During his nine months’ isolation at Coulee du Sac, David had met the Vallory benefactor only a few times; and the benefactor’s daughter not at all. For the lack of the social opportunity he was grateful rather than sorry. In the light of the Judith Fallon tragedy he was beginning to question his right to make love to Virginia Grillage, even if the magic circle could be broken into; or if not to question the right, to realize the immense and humiliating barrier which must always exist between a man with a tragedy in his past and a woman to whom that past should be as a pane of glass. And the height of the barrier was not lessened by the thought that, in the last analysis, he was culpable only to the extent of having been bat-blind to the temperamental abysses yawning for the Judith Fallons. A great love might condone the blindness, but no pure-minded woman could ever be made to believe that it was total.

As to Virginia’s whereabouts during the three-quarters of a year, David had learned something from Eben Grillage, himself. She had spent the summer with a party of friends in the Rockies—the farther Rockies—touring and resting at a small resort hotel known only to the elect; she had spent the shooting season with other friends in the Adirondacks; and she had gone to Florida late in the season to escape the Northern winter.

So much for the slightly wider horizons. In the working-day field, David had been given the most convincing proof that he had not been merely placed and forgotten. There had been offerings of ample opportunity to show what was in him, with pay-roll advances to fit; and on a March day when Grimsby, the saturnine chief of construction, called him into the bridge office for a conference, he was given fresh assurances that he had been accepted as a post-graduate member of the staff.

“You are a rising young man in the profession, Vallory, and if you keep on as you’ve begun, you’ll come out at the top of the heap,” was the complimentary phrase with which the conference began. “You are not like most of the young fellows I’ve had to hammer into shape; you don’t go around firing off the proposition that you know it all.”

“I should hope not,” said David. “That sort of thing is the best possible evidence that a man needs to go to school again.”

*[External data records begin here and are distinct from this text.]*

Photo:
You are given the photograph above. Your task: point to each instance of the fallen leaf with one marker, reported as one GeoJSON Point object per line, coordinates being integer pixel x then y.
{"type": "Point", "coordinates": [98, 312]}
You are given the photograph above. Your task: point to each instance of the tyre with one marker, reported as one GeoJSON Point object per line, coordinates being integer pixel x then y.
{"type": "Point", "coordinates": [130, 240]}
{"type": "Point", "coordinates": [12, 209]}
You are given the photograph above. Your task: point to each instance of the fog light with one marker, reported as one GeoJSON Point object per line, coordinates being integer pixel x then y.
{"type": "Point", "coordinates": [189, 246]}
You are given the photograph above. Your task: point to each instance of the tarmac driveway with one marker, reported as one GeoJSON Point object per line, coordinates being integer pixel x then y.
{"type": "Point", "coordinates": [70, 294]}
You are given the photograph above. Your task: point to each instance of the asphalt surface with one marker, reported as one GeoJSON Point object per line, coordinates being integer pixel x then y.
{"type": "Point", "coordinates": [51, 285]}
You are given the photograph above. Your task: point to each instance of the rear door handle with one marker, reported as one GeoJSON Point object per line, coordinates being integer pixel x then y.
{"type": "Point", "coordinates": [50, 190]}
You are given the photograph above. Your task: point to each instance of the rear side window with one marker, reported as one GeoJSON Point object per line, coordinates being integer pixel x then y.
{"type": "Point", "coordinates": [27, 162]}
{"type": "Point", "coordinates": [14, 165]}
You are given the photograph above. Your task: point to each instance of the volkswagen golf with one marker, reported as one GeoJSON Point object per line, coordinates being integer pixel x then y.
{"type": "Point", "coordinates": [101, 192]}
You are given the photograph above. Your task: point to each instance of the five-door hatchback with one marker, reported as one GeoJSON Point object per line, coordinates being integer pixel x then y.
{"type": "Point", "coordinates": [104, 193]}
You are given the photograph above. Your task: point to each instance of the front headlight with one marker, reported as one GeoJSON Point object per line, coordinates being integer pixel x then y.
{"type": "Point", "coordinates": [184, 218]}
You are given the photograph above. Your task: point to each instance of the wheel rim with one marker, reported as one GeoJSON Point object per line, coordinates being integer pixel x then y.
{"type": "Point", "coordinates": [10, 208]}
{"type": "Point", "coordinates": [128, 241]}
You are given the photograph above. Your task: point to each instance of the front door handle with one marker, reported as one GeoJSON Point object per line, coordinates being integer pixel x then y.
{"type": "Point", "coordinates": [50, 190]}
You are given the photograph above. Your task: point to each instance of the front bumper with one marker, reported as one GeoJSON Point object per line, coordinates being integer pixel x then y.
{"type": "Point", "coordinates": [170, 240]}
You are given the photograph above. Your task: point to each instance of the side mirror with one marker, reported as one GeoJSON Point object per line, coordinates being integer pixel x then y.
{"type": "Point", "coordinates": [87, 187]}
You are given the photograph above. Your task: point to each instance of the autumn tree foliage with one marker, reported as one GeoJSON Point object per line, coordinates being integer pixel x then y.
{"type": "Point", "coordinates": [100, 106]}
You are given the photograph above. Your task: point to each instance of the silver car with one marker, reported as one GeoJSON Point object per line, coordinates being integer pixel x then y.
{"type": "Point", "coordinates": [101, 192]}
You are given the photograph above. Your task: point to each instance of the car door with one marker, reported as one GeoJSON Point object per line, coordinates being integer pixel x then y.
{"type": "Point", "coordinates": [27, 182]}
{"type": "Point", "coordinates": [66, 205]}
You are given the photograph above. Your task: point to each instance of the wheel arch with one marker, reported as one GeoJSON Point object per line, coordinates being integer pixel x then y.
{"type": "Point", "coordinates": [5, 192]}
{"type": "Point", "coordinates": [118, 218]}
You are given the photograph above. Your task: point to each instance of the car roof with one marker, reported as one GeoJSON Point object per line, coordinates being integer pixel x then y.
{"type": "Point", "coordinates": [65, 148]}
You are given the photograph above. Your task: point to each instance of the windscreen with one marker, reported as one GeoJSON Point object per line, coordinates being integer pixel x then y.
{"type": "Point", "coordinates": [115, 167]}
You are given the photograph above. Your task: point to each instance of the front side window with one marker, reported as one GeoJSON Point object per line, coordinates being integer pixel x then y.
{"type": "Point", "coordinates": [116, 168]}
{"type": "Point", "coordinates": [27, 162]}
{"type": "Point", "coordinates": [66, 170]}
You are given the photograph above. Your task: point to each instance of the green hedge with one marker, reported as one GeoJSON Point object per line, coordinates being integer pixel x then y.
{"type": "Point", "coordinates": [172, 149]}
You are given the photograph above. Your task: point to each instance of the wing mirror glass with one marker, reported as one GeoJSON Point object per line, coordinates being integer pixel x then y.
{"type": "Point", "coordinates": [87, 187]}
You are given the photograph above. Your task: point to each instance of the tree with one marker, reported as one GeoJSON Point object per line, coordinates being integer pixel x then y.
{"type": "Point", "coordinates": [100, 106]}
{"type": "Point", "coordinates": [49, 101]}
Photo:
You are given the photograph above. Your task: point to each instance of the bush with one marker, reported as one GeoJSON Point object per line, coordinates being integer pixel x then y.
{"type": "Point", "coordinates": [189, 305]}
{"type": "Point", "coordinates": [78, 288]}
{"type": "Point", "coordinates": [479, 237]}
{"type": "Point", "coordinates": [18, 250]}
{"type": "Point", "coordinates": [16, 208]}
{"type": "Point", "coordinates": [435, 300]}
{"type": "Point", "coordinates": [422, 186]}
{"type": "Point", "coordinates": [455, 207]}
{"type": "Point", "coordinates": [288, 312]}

“Meaning that we’re all learning all the time?—that’s the idea, exactly,” said the chief brusquely. “Take it in the use—the modern use—of reinforced concrete, for example: we are all children going to school in that field. What we don’t know about it would fill a library.”

“You are right,” David admitted. “I’m learning something new about it every day.”

“And just because we are still in the apprentice stage, I imagine we go pretty wide on the side of safety,” Grimsby went on. “That’s natural; we’re afraid to take our own figures after we’ve made them. Now this ‘mix’ we’re using on this bridge; I’ll venture the cement content could be cut down twenty per cent and still leave an ample margin of safety. What?” Then, with an abrupt break: “Sit down and have a cigar.”

David found a three-legged stool and nodded acquiescence to the general postulate that the use of concrete as a substitute for masonry was as yet but a babe in arms.

“The quality of the cement is another disputed point,” Grimsby argued. “There isn’t the least doubt in my mind that we are altogether too finical about that. We’ve set up a code of theoretical standards; such and such a degree of fineness, such and such a chemical analysis, and all that; and yet, after the job’s done, you can’t tell where the tested stuff ends and the untested begins. Isn’t that so?”